A. Wiese, Ägyptische Kunst im Antikenmuseum Basel und Sammlung Ludwig, Basel, 1998, no. 71.
A. Wiese, Antikenmuseum Basel und Sammlung Ludwig. Die Ägyptische Abteilung, Mainz, 2001, no. 118.
This finely detailed lion lies with hind legs to the right and tail held over its back. A luxurious curling mane surrounds its characterful face which has the unusual feature of mouth open, apparently holding something, perhaps its prey, in its jaws, the remains of which fall down on the left side. Lions with open mouths are rare and were thought to be unknown in Egyptian art before the Persian Period. On each shoulder of this lion is a cartouche, one of the Nomen and the other the Prenomen of the Late Period Pharaoh Nekau.

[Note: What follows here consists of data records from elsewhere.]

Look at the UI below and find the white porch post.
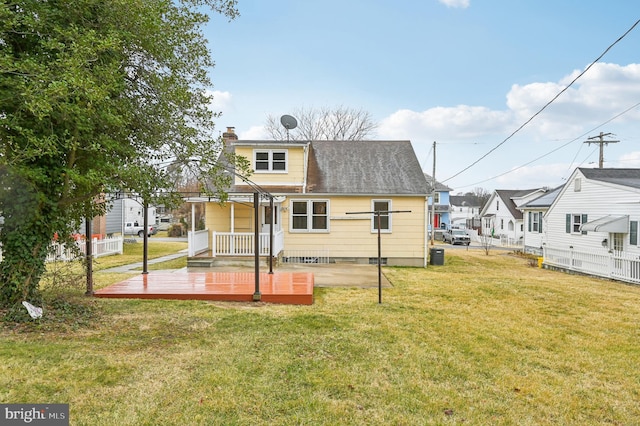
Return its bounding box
[231,203,236,233]
[191,203,196,241]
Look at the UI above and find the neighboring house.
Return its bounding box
[424,173,451,230]
[544,168,640,283]
[449,195,482,229]
[105,198,156,235]
[518,186,563,256]
[480,188,546,245]
[189,129,427,266]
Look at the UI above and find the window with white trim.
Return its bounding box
[253,149,287,173]
[371,200,391,232]
[290,200,329,232]
[566,213,588,234]
[529,212,542,234]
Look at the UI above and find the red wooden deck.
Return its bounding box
[95,272,314,305]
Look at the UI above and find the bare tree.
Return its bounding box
[465,186,491,209]
[265,106,378,141]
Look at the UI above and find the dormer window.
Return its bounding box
[253,149,287,173]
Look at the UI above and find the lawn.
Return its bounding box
[0,249,640,425]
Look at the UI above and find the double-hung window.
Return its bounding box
[529,212,542,234]
[371,200,391,232]
[566,213,587,234]
[291,200,329,232]
[253,149,287,173]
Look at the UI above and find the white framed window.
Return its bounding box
[566,213,588,234]
[529,212,542,234]
[253,149,287,173]
[371,200,391,233]
[289,200,329,232]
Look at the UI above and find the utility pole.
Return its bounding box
[584,132,620,169]
[431,141,436,246]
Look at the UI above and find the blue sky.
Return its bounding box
[205,0,640,194]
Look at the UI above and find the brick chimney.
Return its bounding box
[222,127,238,145]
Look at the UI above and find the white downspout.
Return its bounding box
[423,196,429,268]
[302,142,311,194]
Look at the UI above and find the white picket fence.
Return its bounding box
[0,236,124,262]
[543,247,640,284]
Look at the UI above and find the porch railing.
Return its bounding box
[211,231,284,257]
[543,247,640,284]
[187,229,209,257]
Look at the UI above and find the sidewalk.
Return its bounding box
[100,249,187,273]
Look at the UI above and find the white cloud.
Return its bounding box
[378,105,512,140]
[438,0,470,9]
[207,90,234,114]
[494,163,575,189]
[378,64,640,143]
[238,126,269,140]
[617,151,640,169]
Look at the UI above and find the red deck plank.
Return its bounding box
[95,272,314,305]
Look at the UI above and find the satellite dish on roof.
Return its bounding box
[280,114,298,142]
[280,115,298,130]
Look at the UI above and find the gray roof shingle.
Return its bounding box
[579,167,640,188]
[307,141,427,195]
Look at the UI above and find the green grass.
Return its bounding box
[93,237,187,271]
[0,250,640,425]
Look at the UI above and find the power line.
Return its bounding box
[584,132,620,169]
[442,19,640,183]
[447,102,640,188]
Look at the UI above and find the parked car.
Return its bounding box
[442,229,471,246]
[124,222,158,238]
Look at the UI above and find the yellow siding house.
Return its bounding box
[189,133,428,266]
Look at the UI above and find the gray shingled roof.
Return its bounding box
[579,167,640,188]
[424,173,453,192]
[496,188,538,219]
[448,194,482,207]
[307,141,427,195]
[520,185,564,209]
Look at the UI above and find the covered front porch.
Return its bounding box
[188,195,284,266]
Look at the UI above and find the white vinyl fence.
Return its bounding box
[0,236,124,262]
[544,247,640,284]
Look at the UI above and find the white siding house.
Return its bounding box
[518,186,562,256]
[544,168,640,283]
[480,188,545,245]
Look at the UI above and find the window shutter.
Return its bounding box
[629,220,638,246]
[538,212,542,234]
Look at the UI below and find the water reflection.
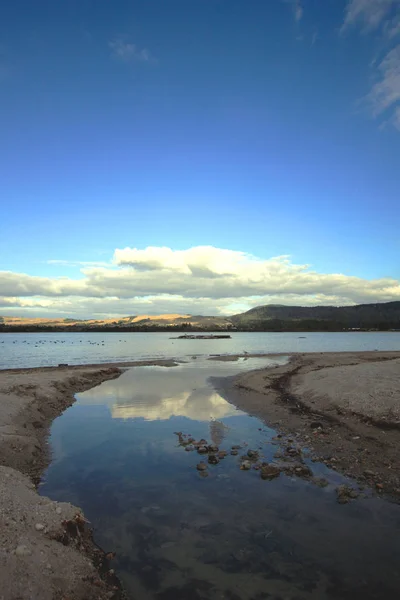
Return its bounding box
[41,360,400,600]
[79,359,260,421]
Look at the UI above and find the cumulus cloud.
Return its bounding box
[367,44,400,129]
[108,39,154,63]
[0,246,400,318]
[341,0,400,130]
[342,0,400,32]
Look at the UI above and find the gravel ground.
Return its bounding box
[0,367,124,600]
[230,352,400,501]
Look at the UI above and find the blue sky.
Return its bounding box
[0,0,400,316]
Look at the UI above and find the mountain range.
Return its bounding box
[0,301,400,332]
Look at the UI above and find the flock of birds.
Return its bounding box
[0,340,126,348]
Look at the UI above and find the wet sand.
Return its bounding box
[226,352,400,501]
[0,361,175,600]
[0,352,400,600]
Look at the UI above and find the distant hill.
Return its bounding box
[0,314,231,331]
[231,302,400,330]
[0,302,400,332]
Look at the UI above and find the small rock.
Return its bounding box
[14,544,32,556]
[261,463,281,479]
[336,485,359,504]
[240,460,251,471]
[364,469,375,477]
[311,477,328,487]
[247,450,258,458]
[286,446,300,456]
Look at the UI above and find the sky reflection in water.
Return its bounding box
[41,358,400,600]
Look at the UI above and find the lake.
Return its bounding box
[0,332,400,369]
[39,356,400,600]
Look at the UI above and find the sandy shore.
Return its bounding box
[0,352,400,600]
[0,361,175,600]
[228,352,400,501]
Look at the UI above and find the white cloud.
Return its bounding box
[0,246,400,318]
[108,39,155,63]
[366,44,400,129]
[342,0,400,32]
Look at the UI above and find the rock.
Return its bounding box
[14,544,32,556]
[286,446,300,456]
[312,477,328,487]
[247,450,258,459]
[294,465,312,477]
[364,469,375,477]
[336,485,359,504]
[261,463,281,479]
[240,460,251,471]
[207,444,219,452]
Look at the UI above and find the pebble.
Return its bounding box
[240,460,251,471]
[14,544,32,556]
[247,450,258,458]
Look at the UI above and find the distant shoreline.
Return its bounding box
[0,325,400,335]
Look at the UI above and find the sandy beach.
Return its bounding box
[227,352,400,494]
[0,352,400,600]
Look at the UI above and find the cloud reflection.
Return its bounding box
[79,367,238,421]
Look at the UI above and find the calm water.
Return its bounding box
[40,356,400,600]
[0,332,400,369]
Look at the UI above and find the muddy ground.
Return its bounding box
[226,352,400,502]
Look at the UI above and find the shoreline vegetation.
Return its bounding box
[0,352,400,600]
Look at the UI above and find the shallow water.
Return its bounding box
[40,358,400,600]
[0,331,400,369]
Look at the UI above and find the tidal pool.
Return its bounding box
[40,357,400,600]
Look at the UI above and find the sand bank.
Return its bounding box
[227,352,400,500]
[0,361,182,600]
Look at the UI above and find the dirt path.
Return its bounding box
[0,367,128,600]
[228,352,400,501]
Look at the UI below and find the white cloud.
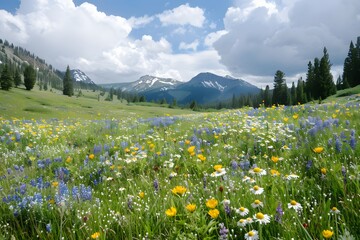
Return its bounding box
[158,4,205,28]
[213,0,360,80]
[179,39,199,51]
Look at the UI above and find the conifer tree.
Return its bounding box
[24,65,36,91]
[0,64,13,91]
[14,69,21,87]
[272,70,288,104]
[63,66,74,97]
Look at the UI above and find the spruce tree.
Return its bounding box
[272,70,288,104]
[24,65,36,91]
[63,66,74,97]
[0,64,13,91]
[14,69,21,87]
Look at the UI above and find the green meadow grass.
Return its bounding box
[0,88,191,119]
[0,89,360,240]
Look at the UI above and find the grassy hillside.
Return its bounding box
[0,88,192,119]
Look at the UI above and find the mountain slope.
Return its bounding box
[143,72,260,104]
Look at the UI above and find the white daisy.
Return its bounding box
[288,200,302,212]
[250,185,264,195]
[251,199,264,208]
[236,207,249,216]
[253,212,270,224]
[245,230,259,240]
[249,167,266,175]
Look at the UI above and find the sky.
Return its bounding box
[0,0,360,88]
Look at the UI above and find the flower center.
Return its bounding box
[256,212,264,219]
[254,167,261,173]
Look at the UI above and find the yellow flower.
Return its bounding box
[313,147,324,153]
[206,198,219,208]
[271,156,279,163]
[171,186,186,195]
[214,164,222,172]
[188,146,195,155]
[165,207,177,217]
[322,230,334,238]
[185,203,196,213]
[208,208,220,219]
[91,232,100,239]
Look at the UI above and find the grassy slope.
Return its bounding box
[0,88,192,119]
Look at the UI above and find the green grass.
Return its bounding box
[0,88,192,119]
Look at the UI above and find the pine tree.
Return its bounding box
[24,65,36,91]
[272,70,288,104]
[63,66,74,97]
[14,69,21,87]
[319,47,336,99]
[0,64,13,91]
[305,61,314,99]
[290,82,297,105]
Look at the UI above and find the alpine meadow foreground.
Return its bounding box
[0,95,360,239]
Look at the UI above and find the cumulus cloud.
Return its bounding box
[158,4,205,28]
[179,39,199,51]
[213,0,360,79]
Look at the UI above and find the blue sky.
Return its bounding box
[0,0,360,87]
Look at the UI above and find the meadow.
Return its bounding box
[0,90,360,239]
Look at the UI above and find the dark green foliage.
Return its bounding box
[0,64,13,91]
[24,65,36,91]
[272,70,288,105]
[14,69,21,87]
[63,66,74,97]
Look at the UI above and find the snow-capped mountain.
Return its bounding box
[122,75,181,93]
[70,69,95,85]
[144,72,260,104]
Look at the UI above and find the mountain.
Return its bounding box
[70,69,95,85]
[142,72,260,104]
[102,75,182,94]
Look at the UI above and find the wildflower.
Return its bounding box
[275,203,284,223]
[251,199,264,208]
[245,230,259,240]
[236,207,249,216]
[185,203,196,213]
[165,207,177,217]
[237,218,248,227]
[253,212,270,224]
[250,185,264,195]
[249,167,266,175]
[271,156,279,163]
[91,232,100,239]
[270,169,280,177]
[206,198,219,208]
[208,208,220,219]
[288,200,302,211]
[313,147,324,153]
[322,230,334,238]
[211,164,226,177]
[171,186,186,195]
[330,207,340,214]
[219,223,229,240]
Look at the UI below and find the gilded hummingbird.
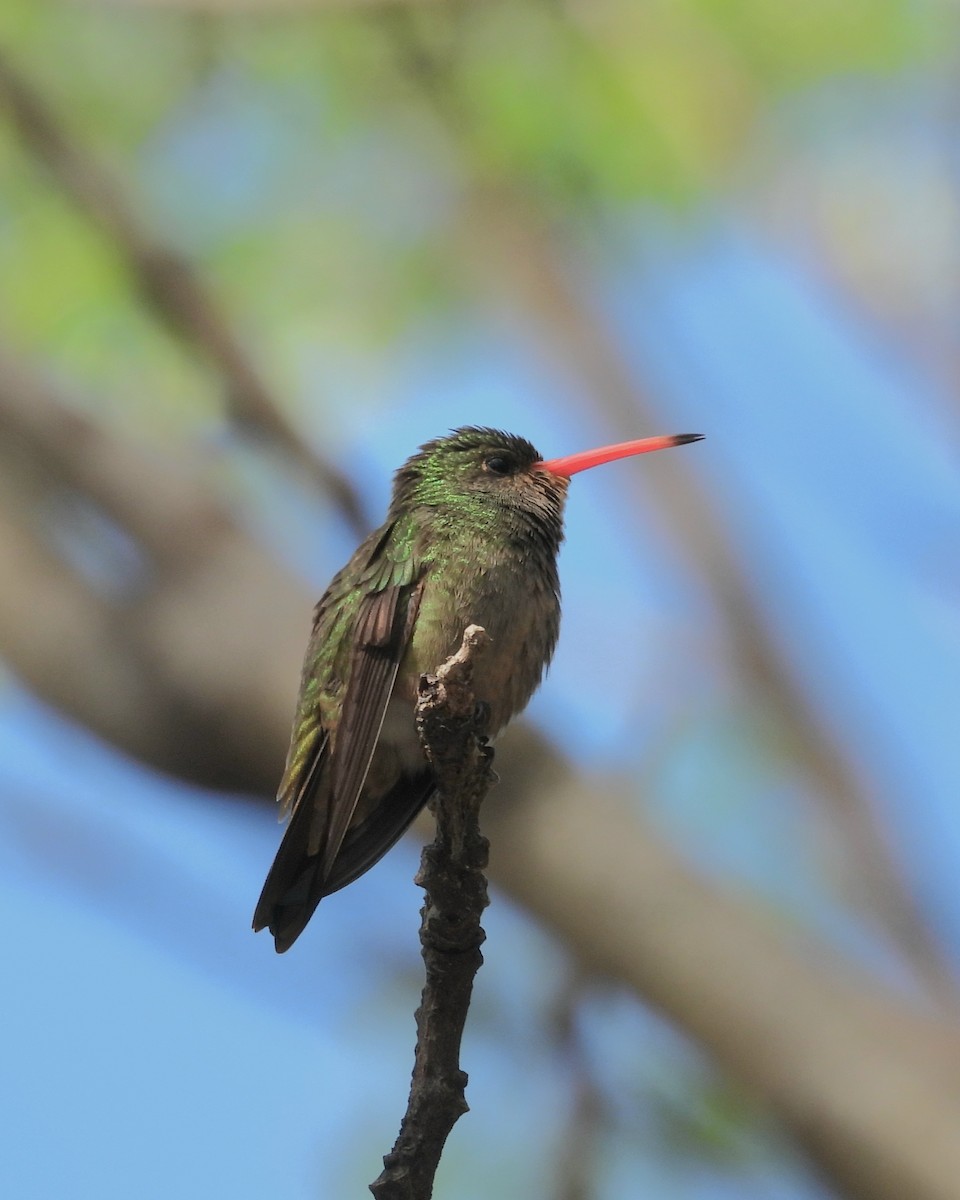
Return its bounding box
[253,426,701,953]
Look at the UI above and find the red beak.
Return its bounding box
[536,433,703,479]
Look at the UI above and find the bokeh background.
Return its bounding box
[0,0,960,1200]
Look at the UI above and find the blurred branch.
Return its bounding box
[76,0,449,10]
[370,625,493,1200]
[0,352,303,790]
[380,10,960,1009]
[0,52,367,534]
[0,350,960,1200]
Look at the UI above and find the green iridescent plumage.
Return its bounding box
[254,428,568,950]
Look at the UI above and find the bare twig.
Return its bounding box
[370,625,493,1200]
[0,46,368,534]
[379,18,959,1010]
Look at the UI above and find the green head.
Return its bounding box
[390,426,701,540]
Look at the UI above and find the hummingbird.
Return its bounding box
[253,426,701,954]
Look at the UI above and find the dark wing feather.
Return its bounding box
[253,573,426,953]
[324,770,437,895]
[319,584,419,878]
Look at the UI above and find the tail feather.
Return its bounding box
[253,770,434,954]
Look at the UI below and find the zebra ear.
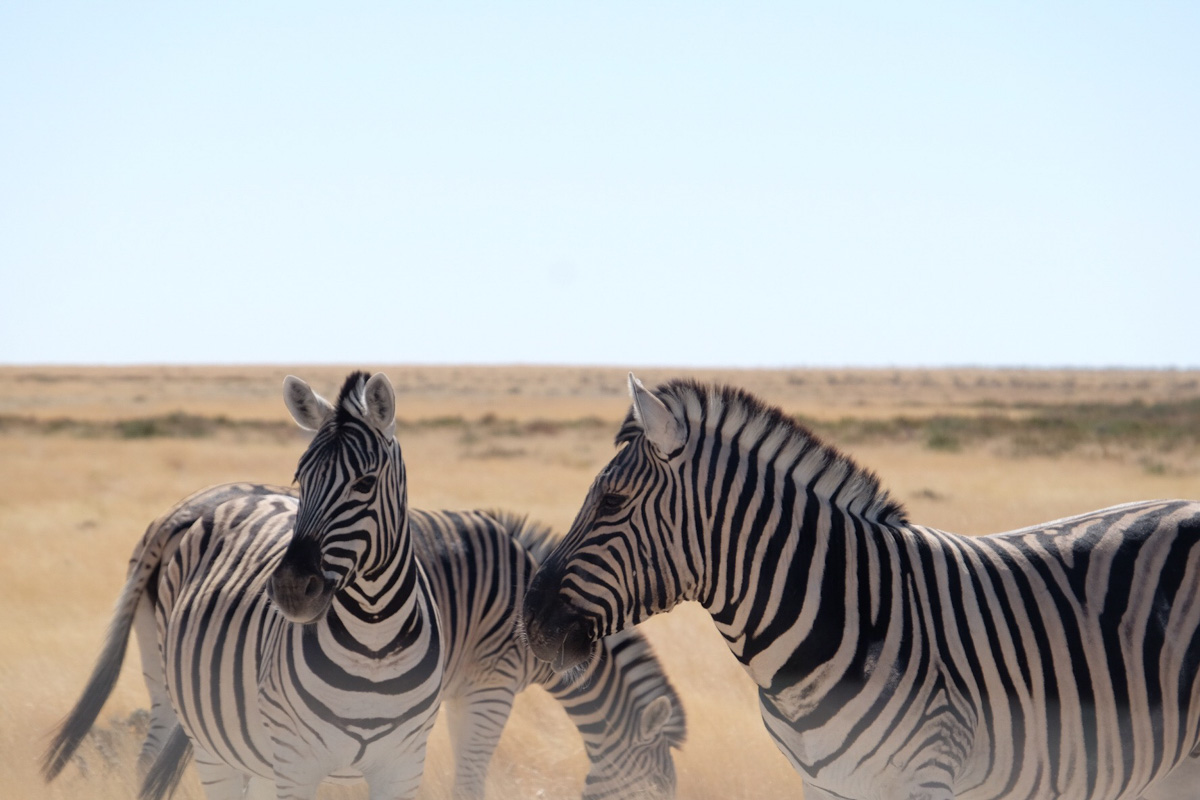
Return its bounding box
[283,375,334,431]
[366,372,396,437]
[629,373,685,458]
[637,694,671,741]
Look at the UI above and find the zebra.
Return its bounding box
[523,374,1200,800]
[43,372,445,800]
[132,494,686,800]
[47,391,686,800]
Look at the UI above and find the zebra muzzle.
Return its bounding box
[524,576,596,672]
[266,560,334,624]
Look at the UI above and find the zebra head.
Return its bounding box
[268,372,407,622]
[524,373,695,670]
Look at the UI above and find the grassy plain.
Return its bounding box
[0,365,1200,799]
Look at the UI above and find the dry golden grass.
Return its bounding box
[0,367,1200,799]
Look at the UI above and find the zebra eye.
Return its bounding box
[350,475,376,494]
[599,492,625,513]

Nekau II Wahemibre (610-595 B.C.) was the third Pharaoh of the 26th Dynasty, and the son of Psamtek I. According to the ancient Greek historian Herodotus he despatched an expedition that circumnavigated Africa, and he began the construction of a canal from the Nile to the Red Sea. Herodotus writes: “…a hundred and twenty thousand Egyptians perished in the digging of it. During the course of excavations, Necos ceased from the work, being stayed by a prophetic utterance that he was toiling beforehand for the barbarian. The Egyptians call all men of other languages barbarian”. (Herodotus, II, ch. 158). It was subsequently completed by the Achaemenid King Darius I.